At RokkinCat, we’ve been attending and working with the Milwaukee Data Initiative to see what data the city has, or could have, and where we can take it to improve Milwaukee. One of the first newer sources created is from the scraping of the Milwaukee Police Call Dispatch Log, and has been collecting data for the past month or so. It has a neat website here to see the calls in real-time in list and map format, as well as offering a CSV download.
There is an important note regarding this data:
The City of Milwaukee makes no warranty, representation or guaranty as to the content, accuracy, timeliness or completeness of any of the information presented, due to data collection methods. The city of Milwaukee assumes no liability.
That said, we can still play around and explore to see if anything interesting comes up. We’ll be using R to transform and display the gathered data. The overarching R package we’ll be making use of is tidyverse, which installs a set of popular packages that work well together to make it easier to work with the data.
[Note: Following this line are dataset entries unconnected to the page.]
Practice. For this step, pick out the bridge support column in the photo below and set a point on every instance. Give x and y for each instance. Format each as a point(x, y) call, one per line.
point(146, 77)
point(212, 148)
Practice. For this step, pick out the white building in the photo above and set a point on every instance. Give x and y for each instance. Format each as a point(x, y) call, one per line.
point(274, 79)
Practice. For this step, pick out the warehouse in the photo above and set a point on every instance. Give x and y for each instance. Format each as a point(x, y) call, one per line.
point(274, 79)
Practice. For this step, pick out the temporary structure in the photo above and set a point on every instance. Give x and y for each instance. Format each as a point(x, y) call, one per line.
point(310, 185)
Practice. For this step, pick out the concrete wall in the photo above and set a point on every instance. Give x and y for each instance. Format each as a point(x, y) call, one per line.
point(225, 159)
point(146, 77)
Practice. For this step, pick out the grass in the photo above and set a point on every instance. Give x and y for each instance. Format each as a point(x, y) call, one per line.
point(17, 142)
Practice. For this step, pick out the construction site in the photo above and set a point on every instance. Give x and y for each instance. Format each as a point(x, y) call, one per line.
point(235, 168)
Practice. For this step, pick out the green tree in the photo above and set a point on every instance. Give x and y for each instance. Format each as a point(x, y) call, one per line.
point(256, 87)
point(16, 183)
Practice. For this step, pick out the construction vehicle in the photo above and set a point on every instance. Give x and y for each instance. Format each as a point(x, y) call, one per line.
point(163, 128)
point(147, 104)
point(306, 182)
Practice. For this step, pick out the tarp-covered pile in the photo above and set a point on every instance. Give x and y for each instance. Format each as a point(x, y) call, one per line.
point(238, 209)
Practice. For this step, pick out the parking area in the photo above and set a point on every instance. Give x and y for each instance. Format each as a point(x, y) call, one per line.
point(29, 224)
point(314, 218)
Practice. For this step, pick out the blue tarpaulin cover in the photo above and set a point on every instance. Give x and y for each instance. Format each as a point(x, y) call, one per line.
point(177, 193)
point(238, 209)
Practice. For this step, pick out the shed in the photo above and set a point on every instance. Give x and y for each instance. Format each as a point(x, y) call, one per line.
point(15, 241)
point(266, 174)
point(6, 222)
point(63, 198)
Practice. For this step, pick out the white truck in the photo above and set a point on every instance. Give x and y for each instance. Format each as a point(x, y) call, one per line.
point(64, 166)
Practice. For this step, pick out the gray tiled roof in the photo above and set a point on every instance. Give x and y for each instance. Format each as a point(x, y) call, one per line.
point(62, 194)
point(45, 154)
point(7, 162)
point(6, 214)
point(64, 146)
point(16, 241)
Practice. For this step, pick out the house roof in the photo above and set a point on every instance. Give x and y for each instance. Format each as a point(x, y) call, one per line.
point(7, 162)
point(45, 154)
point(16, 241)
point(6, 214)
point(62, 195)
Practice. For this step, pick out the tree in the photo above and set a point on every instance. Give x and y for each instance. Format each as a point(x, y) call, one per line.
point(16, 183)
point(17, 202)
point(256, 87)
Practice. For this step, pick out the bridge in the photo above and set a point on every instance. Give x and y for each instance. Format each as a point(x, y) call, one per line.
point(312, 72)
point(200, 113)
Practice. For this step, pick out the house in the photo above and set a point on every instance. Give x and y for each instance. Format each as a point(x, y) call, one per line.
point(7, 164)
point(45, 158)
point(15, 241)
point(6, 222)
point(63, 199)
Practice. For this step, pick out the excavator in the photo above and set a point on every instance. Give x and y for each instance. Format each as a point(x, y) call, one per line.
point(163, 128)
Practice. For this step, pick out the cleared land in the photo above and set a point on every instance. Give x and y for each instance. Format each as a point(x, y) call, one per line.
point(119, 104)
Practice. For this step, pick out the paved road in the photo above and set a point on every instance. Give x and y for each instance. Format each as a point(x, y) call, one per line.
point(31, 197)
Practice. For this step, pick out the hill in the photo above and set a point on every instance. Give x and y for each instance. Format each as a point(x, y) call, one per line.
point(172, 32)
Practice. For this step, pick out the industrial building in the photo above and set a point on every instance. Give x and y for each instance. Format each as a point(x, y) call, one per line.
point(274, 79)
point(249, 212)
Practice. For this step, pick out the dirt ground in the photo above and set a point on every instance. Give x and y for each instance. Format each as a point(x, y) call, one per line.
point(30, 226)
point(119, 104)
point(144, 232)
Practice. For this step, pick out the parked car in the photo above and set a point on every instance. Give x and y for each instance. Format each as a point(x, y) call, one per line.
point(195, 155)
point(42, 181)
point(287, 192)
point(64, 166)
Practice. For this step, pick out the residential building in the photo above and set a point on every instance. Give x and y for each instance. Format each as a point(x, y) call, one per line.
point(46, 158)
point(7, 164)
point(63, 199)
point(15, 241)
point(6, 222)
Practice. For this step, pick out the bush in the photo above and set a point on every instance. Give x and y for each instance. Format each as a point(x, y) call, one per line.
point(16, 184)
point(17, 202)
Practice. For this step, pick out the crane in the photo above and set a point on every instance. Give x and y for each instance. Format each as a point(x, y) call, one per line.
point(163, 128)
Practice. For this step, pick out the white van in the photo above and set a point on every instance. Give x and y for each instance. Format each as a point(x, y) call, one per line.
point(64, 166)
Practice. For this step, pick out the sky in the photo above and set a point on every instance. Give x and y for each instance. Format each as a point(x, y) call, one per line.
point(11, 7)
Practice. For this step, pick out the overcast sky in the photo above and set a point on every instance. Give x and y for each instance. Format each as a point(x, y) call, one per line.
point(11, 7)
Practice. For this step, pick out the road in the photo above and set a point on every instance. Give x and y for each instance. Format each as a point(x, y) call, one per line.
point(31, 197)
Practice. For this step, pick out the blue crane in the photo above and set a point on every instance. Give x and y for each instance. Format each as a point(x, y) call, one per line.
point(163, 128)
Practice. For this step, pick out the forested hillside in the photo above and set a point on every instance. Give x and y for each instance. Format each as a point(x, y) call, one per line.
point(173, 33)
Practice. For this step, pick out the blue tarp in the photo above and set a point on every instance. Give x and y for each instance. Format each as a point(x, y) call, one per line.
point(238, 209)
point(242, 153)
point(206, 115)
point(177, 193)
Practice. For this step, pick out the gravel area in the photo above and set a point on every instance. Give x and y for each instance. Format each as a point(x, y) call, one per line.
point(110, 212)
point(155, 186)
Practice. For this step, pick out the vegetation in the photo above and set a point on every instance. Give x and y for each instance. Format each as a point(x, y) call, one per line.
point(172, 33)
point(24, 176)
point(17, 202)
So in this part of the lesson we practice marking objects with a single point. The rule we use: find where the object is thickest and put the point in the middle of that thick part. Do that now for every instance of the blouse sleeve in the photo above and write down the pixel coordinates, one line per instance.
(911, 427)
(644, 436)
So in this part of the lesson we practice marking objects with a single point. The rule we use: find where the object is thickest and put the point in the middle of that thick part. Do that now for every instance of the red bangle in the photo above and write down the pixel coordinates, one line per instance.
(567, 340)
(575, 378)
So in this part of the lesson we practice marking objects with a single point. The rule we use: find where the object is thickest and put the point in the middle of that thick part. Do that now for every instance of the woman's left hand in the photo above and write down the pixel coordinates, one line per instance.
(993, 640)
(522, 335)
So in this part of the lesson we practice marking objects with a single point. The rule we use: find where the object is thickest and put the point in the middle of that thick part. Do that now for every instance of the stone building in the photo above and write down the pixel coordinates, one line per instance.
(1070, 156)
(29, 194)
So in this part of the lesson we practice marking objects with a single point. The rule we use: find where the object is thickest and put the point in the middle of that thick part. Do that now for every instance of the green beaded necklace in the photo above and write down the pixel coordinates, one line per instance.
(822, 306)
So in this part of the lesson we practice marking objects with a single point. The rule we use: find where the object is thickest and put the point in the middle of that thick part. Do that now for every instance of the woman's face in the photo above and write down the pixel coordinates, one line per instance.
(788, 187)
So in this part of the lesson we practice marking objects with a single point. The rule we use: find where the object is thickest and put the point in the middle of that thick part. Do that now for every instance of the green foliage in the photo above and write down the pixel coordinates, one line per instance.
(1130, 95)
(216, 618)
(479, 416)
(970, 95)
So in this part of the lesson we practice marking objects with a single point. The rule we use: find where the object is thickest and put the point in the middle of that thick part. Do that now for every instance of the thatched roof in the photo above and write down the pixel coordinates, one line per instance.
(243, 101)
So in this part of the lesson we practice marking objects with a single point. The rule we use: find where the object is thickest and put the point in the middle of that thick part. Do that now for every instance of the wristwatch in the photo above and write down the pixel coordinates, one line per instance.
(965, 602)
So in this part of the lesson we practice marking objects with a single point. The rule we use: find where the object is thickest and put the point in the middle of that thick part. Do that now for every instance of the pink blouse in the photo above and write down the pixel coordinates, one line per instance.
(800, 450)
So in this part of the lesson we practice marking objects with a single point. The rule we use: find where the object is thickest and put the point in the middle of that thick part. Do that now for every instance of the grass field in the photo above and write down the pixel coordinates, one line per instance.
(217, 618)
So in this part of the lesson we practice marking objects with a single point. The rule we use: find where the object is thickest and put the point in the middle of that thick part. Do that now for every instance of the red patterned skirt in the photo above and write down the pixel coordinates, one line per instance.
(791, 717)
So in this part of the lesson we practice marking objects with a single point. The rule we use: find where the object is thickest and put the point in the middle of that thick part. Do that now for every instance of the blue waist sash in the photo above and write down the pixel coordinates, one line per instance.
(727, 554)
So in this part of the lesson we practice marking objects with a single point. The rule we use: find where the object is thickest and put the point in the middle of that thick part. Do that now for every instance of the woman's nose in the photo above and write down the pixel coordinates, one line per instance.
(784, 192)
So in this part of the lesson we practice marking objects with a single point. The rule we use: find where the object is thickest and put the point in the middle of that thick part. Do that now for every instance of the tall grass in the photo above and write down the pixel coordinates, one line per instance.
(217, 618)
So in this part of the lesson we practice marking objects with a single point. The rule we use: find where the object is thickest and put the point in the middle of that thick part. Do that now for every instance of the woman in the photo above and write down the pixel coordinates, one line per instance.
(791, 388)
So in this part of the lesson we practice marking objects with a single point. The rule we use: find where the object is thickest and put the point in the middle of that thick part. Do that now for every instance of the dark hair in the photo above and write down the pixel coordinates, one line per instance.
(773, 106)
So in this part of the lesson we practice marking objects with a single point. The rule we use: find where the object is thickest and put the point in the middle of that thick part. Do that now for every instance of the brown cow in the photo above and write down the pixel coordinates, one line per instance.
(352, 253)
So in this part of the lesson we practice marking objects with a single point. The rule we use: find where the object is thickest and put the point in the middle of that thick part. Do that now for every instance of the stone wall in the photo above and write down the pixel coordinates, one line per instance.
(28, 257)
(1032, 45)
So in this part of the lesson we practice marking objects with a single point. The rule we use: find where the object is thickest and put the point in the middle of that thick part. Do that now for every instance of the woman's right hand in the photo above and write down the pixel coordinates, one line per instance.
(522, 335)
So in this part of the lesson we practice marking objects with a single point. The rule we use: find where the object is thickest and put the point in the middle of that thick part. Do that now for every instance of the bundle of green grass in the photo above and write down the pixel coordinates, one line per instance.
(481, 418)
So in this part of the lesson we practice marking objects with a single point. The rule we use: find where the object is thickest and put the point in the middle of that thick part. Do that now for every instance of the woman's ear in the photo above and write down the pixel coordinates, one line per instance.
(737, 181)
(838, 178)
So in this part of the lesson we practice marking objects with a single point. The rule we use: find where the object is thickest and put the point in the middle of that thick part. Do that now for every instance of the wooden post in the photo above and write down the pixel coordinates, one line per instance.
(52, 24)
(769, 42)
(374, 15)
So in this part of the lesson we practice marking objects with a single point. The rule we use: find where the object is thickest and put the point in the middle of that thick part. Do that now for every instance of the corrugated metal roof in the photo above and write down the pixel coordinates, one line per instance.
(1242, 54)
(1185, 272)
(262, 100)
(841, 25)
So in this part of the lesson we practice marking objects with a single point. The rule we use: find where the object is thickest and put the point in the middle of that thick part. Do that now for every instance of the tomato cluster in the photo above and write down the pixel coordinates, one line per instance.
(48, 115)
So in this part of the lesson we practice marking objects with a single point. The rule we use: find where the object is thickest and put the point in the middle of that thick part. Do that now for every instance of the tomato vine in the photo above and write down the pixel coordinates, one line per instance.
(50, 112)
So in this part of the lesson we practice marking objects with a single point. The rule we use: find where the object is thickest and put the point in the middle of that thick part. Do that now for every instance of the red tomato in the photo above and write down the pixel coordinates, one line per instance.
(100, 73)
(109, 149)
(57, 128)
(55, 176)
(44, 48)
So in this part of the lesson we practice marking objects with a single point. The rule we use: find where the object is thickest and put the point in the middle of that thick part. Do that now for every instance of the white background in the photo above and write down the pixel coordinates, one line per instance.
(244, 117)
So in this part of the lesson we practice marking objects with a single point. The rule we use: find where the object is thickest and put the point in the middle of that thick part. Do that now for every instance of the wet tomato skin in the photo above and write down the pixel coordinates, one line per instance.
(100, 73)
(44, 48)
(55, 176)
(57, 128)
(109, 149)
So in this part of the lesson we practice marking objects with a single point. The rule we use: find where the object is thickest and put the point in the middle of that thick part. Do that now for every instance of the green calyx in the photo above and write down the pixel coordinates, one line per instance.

It includes things like ggplot2
, dplyr
, tidyr
, readr
, tibble
, and lubridate
. The syntax and functions called in the following scripts may be from any of those packages. For further documentation, call ?FUNCTION_NAME
within an R console.
To get started, install and load tidyverse:
install.packages("tidyverse")
library(tidyverse)
Initially, we’ll read in our data and transform it into a more usable format, as well as extract some other features. The data starts the week of November 13, 2016 and ends the week of December 11, 2016. We give the read_csv
function some hints as to the types when it converts the data, and then manually convert the nature and final status of the calls to factors (a categorical data type). We’ll pull some of the time data of the call into their own columns. We’ll also make sure the time for these columns is in the local timezone, as the data represents it in UTC.
calls <- read_csv("file.csv", col_types = cols(time = col_datetime(), location = col_character()))
calls$nature <- as.factor(calls$nature)
calls$status <- as.factor(calls$status)
calls$hour <- hour(with_tz(calls$time, "America/Chicago"))
calls$day <- day(with_tz(calls$time, "America/Chicago"))
calls$month <- month(with_tz(calls$time, "America/Chicago"), label=TRUE)
calls$wday <- wday(with_tz(calls$time, "America/Chicago"), label=TRUE)
To start, we’ll use ggplot’s bar graph to see what the distribution for the call volume looks like across different days of the week and different times.
ggplot(data = calls) + geom_bar(mapping = aes(x = wday))
ggplot(data = calls) + geom_bar(mapping = aes(x = hour))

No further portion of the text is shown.